Suspected Kidnapper Of Wis. Teenager Is To Make First Court Appearance
RACHEL MARTIN, HOST:
People in Wisconsin are celebrating the return of a teenager who went missing three months ago after her parents were found shot to death in their home. Residents of the town of Barron were as startled by Jayme Closs' abduction as they are now overjoyed by her return. Today, the man suspected of kidnapping Closs and killing her parents is expected to make his first appearance in court. Rich Kremer of Wisconsin Public Radio reports.
RICH KREMER, BYLINE: I'm standing outside the Closs family home on the outskirts of Barron. On October 15, local law enforcement, responding to a 911 call, found parents James and Denise murdered. Thirteen-year-old Jayme, who was inside the house at the time, was gone. For residents in this small, rural city, their sense of safety was shattered.
DAN SCHULLO: The big question was, was it professional? Was it amateur? - was, were we going to see her alive?
KREMER: That's Dan Schullo. He and his wife, Dianne, are eating breakfast at Season's Cafe in this city of 3,300. He says while he never met the class family, he thought about them constantly during the 88 days that local, state and federal law enforcement officials swarmed Barron in searching for the girl. On Thursday, she escaped from a home 70 miles to the north in the town of Gordon.

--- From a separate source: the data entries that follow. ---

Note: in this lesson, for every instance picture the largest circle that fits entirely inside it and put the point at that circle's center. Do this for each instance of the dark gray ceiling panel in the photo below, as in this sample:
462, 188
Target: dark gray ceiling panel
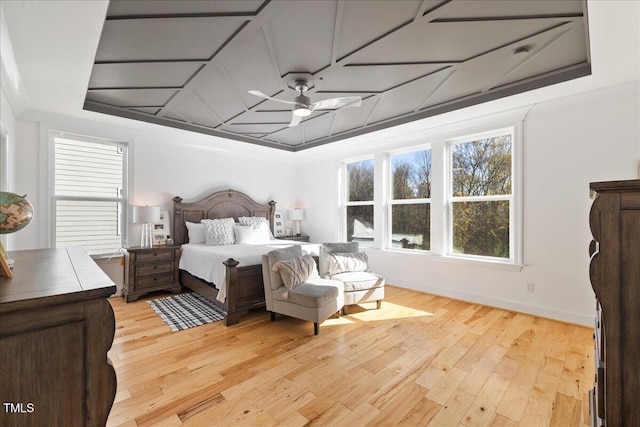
382, 18
191, 64
510, 8
195, 111
120, 8
132, 98
165, 39
146, 74
303, 35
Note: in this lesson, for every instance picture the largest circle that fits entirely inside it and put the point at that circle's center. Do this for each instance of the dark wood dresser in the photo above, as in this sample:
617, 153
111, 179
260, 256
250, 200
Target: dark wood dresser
151, 269
615, 277
56, 327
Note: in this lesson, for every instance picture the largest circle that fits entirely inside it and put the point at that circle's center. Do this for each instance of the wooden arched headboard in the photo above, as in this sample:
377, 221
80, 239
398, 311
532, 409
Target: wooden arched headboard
221, 204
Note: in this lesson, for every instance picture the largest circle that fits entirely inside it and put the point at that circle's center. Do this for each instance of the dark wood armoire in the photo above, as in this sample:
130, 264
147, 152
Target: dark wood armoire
615, 278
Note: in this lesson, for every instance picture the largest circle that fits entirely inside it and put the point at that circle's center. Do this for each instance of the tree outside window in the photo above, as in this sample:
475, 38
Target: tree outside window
410, 202
359, 203
481, 196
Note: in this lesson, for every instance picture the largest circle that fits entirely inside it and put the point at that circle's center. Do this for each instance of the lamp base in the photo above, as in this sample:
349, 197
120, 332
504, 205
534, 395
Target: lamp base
146, 241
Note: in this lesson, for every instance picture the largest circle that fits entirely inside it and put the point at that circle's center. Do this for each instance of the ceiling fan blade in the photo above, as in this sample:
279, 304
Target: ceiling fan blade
262, 95
295, 120
334, 103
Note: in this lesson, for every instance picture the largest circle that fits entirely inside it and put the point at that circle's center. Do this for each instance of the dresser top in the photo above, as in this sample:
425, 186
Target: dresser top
52, 276
628, 185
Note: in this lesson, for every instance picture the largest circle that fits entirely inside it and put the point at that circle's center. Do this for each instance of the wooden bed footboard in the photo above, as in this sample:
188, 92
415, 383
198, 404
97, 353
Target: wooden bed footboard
244, 284
245, 290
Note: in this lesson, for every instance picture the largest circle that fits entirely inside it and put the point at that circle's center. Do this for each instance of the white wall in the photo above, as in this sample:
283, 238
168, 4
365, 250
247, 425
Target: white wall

SCHULLO: It was like an elephant got off from our chest when we learned she got out of that house and was able to find help.
KREMER: When sheriff's deputies spoke with Closs, she described her captor's vehicle. Soon after, they pulled over 21-year-old Jake Thomas Patterson. Deputies recovered a shotgun similar to the one investigators believe was used to shoot open the Closs' door and kill Jayme's parents. The abduction and murders received national attention and drew more than 2,000 volunteers - so many that police had to turn some away. The local school district held a rally for the girl. And residents lit their porches with blue lights, Jayme's favorite color, and green lights to represent hope that she'd be found alive. At the same time, the school district and sheriff's department blanketed the area with posters and social media updates to keep her story front and center. Closs' aunt Kelly Engelhardt, who lost her brother in the October slayings, says the community support was overwhelming.
KELLY ENGELHARDT: Every single day, we had people approach us, talk to us, call us, text us, email us. Every single day, there's support for Jayme. So when you have support like that, you can't but hope for the best because you don't want to let other people down.
KREMER: That hope here was sometimes coupled with dread, though, because no suspect was named. Other than two vehicles of interest, there were no major breaks in the case until Jayme Closs freed herself. For three months, the crime seemed to permeate the town's culture. Isaak Mohamed (ph) works for the Barron Area School District and worried about children going back and forth from school.
ISAAK MOHAMED: I was, I mean, checking on the buses in the morning when the kids board. I mean, as a wider community, checking in where the kids go. Parents called me. My wife and I were so, I mean, sad. And we were, like, cautious. Everyone was cautious. Like, where's the child? Is it the bus time? We need to go out there.
KREMER: Jake Thomas Patterson is in the Barron County Jail and will make his initial court appearance this afternoon. Jayme Closs is reunited with her remaining family here in Barron, where a number of residents used the term giddy to describe their feelings about her return. For NPR News, I'm Rich Kremer in Barron, Wis.